Nabi Rayyan, Akhtar Muzamil, Rath Shree, Farooqi Hanzala Ahmed, Awais Abdul Raffay, Abbasi Sabahat Ul Ain Munir, Ahmed Saeed, Collins Peter, Ahmed Raheel, Zahid Tabeer, Nabi Zahid
Islamic International Medical College, 332, Street 12, Phase 4, Bahria Town, Rawalpindi, Punjab, Pakistan.
Gujranwala Medical College, Gujranwala, Punjab, Pakistan.
Int Urol Nephrol. 2025 Apr 25. doi: 10.1007/s11255-025-04534-x.

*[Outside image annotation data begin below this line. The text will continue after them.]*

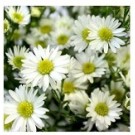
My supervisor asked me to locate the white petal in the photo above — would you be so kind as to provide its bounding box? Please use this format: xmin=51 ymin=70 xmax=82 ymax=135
xmin=14 ymin=117 xmax=24 ymax=131
xmin=5 ymin=114 xmax=19 ymax=124
xmin=32 ymin=114 xmax=44 ymax=129
xmin=28 ymin=119 xmax=36 ymax=132
xmin=43 ymin=75 xmax=49 ymax=91
xmin=9 ymin=90 xmax=20 ymax=102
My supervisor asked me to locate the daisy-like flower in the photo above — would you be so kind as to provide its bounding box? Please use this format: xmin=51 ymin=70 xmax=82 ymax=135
xmin=55 ymin=16 xmax=73 ymax=30
xmin=86 ymin=88 xmax=122 ymax=130
xmin=21 ymin=46 xmax=70 ymax=91
xmin=6 ymin=46 xmax=29 ymax=69
xmin=124 ymin=92 xmax=130 ymax=111
xmin=52 ymin=28 xmax=72 ymax=49
xmin=58 ymin=76 xmax=88 ymax=94
xmin=4 ymin=85 xmax=49 ymax=132
xmin=11 ymin=27 xmax=26 ymax=45
xmin=71 ymin=51 xmax=107 ymax=83
xmin=4 ymin=114 xmax=13 ymax=132
xmin=71 ymin=15 xmax=91 ymax=52
xmin=64 ymin=90 xmax=89 ymax=116
xmin=30 ymin=6 xmax=41 ymax=17
xmin=5 ymin=6 xmax=30 ymax=25
xmin=102 ymin=81 xmax=125 ymax=102
xmin=88 ymin=16 xmax=126 ymax=53
xmin=26 ymin=33 xmax=49 ymax=48
xmin=4 ymin=19 xmax=10 ymax=33
xmin=119 ymin=70 xmax=130 ymax=87
xmin=116 ymin=45 xmax=130 ymax=70
xmin=31 ymin=18 xmax=54 ymax=37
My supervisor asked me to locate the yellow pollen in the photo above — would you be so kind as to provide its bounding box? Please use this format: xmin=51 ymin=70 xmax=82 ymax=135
xmin=57 ymin=35 xmax=69 ymax=45
xmin=35 ymin=40 xmax=46 ymax=48
xmin=82 ymin=28 xmax=90 ymax=43
xmin=98 ymin=27 xmax=113 ymax=42
xmin=13 ymin=12 xmax=24 ymax=23
xmin=4 ymin=114 xmax=13 ymax=131
xmin=37 ymin=59 xmax=54 ymax=75
xmin=63 ymin=81 xmax=75 ymax=93
xmin=82 ymin=62 xmax=96 ymax=74
xmin=17 ymin=101 xmax=34 ymax=118
xmin=95 ymin=102 xmax=109 ymax=116
xmin=13 ymin=56 xmax=24 ymax=69
xmin=39 ymin=25 xmax=52 ymax=34
xmin=111 ymin=89 xmax=123 ymax=102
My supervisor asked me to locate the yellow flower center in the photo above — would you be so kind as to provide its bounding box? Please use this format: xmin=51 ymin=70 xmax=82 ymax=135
xmin=12 ymin=30 xmax=21 ymax=40
xmin=95 ymin=102 xmax=109 ymax=116
xmin=63 ymin=81 xmax=75 ymax=93
xmin=17 ymin=101 xmax=34 ymax=118
xmin=4 ymin=20 xmax=10 ymax=33
xmin=82 ymin=62 xmax=96 ymax=74
xmin=111 ymin=89 xmax=124 ymax=102
xmin=39 ymin=25 xmax=52 ymax=34
xmin=98 ymin=27 xmax=113 ymax=42
xmin=122 ymin=53 xmax=130 ymax=64
xmin=37 ymin=59 xmax=54 ymax=75
xmin=57 ymin=34 xmax=69 ymax=45
xmin=13 ymin=12 xmax=24 ymax=23
xmin=4 ymin=114 xmax=13 ymax=131
xmin=82 ymin=28 xmax=90 ymax=43
xmin=35 ymin=40 xmax=47 ymax=48
xmin=13 ymin=56 xmax=24 ymax=69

Heart failure (HF) and acute kidney injury (AKI) are leading contributors to morbidity and mortality in the United States, often coexisting as part of the cardiorenal syndrome. Understanding long-term mortality trends is crucial for guiding healthcare policies and interventions. This study analyses national trends in HF- and AKI-related mortality from 1999 to 2020, with a focus on age-adjusted mortality rates (AAMR) and disparities across gender, race/ethnicity, urbanization, and geographic regions.
We conducted a retrospective analysis using the CDC WONDER database, extracting mortality data for adults aged 25-85 years. HF- and AKI-related deaths were identified using ICD-10 codes. Temporal trends in AAMR were evaluated using Joinpoint regression, and subgroup analyses were performed to assess disparities.
A total of 219,243 HF- and AKI-related deaths were recorded. The overall AAMR increased from 3.56 per 100,000 in 1999 to 5.30 in 2020 (AAPC: 1.52%; p < 0.001). Males had a higher AAMR than females (5.80 vs. 3.84). NH Black individuals exhibited the steepest rise in mortality, whereas NH White and Asian populations showed stabilization. Nonmetropolitan areas had higher AAMRs compared to metropolitan regions. State-level disparities revealed that North Dakota and West Virginia had the highest mortality rates, whereas Florida and Arizona had the lowest.
HF- and AKI-related mortality has risen significantly over the past two decades, with pronounced disparities across demographic and geographic subgroups. These findings underscore the need for targeted interventions to address healthcare inequities and improve outcomes in high-risk populations.
心力衰竭(HF)和急性肾损伤(AKI)是美国发病和死亡的主要原因,常作为心肾综合征的一部分同时存在。了解长期死亡率趋势对于指导医疗政策和干预措施至关重要。本研究分析了1999年至2020年与HF和AKI相关的全国死亡率趋势,重点关注年龄调整死亡率(AAMR)以及性别、种族/族裔、城市化程度和地理区域之间的差异。
我们使用疾病控制与预防中心(CDC)的WONDER数据库进行了一项回顾性分析,提取了25至85岁成年人的死亡率数据。使用国际疾病分类第十版(ICD - 10)编码确定与HF和AKI相关的死亡。使用Joinpoint回归评估AAMR的时间趋势,并进行亚组分析以评估差异。
共记录了219,243例与HF和AKI相关的死亡。总体AAMR从1999年的每10万人3.56例增加到2020年的5.30例(年度百分比变化:1.52%;p < 0.001)。男性的AAMR高于女性(5.80对3.84)。非西班牙裔黑人个体的死亡率上升最为显著,而非西班牙裔白人和亚洲人群的死亡率则趋于稳定。与大都市地区相比,非大都市地区的AAMR更高。州级差异显示,北达科他州和西弗吉尼亚州的死亡率最高,而佛罗里达州和亚利桑那州的死亡率最低。
在过去二十年中,与HF和AKI相关的死亡率显著上升,不同人口统计学和地理亚组之间存在明显差异。这些发现强调了需要采取有针对性的干预措施来解决医疗保健不平等问题,并改善高危人群的结局。